3. Preceding the conclusion section, the authors should add one more chapter on the therapeutic potential of TRP targeting in PDAC. Here, the authors may want to discuss the biological rationale and future therapeutic perspectives for anti-TRP strategies in pancreatic cancer. The conclusion can be phrased in more general terms.

 

 

4. The authors should rephrase or delete the following sentences:

Page 1. Line 10:  "From the moment of their discovery"

Page 1. Line 16: "As of now "

Page 1. Line 25: "fantastic discovery "

Page 1. Line 28-30: "The understanding of their homology sharing and the unreasonable amount of names given to the same proteins led to a standardization of the nomenclature in 2002. The term TRP superfamily was coined."

Page 1. Line 36: "These functions are further studied in the cited reviews".

Page 1. Line 36-37: "The role of these channels in diverse cancerous diseases has been established although the clinical output of such knowledge has not yet been seen".

Page 1. Line 39:" too many loose ends"

Page 2. Line 48. "Sadly, there has hardly been any development to the better during the last 5 years"

Page 2. Line 56. "utmost importance"

Page 2. Line 57. "For the first and last processes"

Page 2. Line 71-73. "in order to migrate away from the primary tumor and invade surrounding tissues cells need to establish contacts with the extracellular-matrix (ECM), with several signalling linkage points denominated focal adhesions"

Page 2. Line 7 6. "Concerning invasion"

Page 3. Line 94 "to surpass"

Page 4. Line 119. "biggest of the  family"

Page 5. Line 157. "TRPM8 was found overexpressed"

Page 5. Line 157. "TRPM8 was required  for maintaining proliferation by promoting survival"

Page 6. Line 190. "Although being present in the pancreatic tissue, TRPV2 is usually related to the pancreatic endocrine system"

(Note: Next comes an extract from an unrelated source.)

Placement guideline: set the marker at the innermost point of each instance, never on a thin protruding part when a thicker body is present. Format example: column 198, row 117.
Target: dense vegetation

Page 6. Line 200. "with a trend towards higher TRPV1 expression in pancreatic cancer"

Page 6. Line 215. "The KO of TRPV1 channels "

Page 7. Line 233. "In pancreatic cancer there is a bit of controversy on this regard".

Page 7. Line 239. "The silencing of TRPV6"

Page 7. Line 268. "However, so far"

Page 8. Line 292. " open a bit the discussion on this channel"

Page 8. Line 314. the overall survival of the patients is still very disappointing

Page 8. Line 315.  "there is a lot more knowledge to work with"

Page 9. Line 344. "there is a need to output these effects"

 

Author Response

Please see the attachment.

Author Response File: Author Response.pdf

Round 2

Reviewer 2 Report

All points raised by the reviewer were addressed satisfactorily.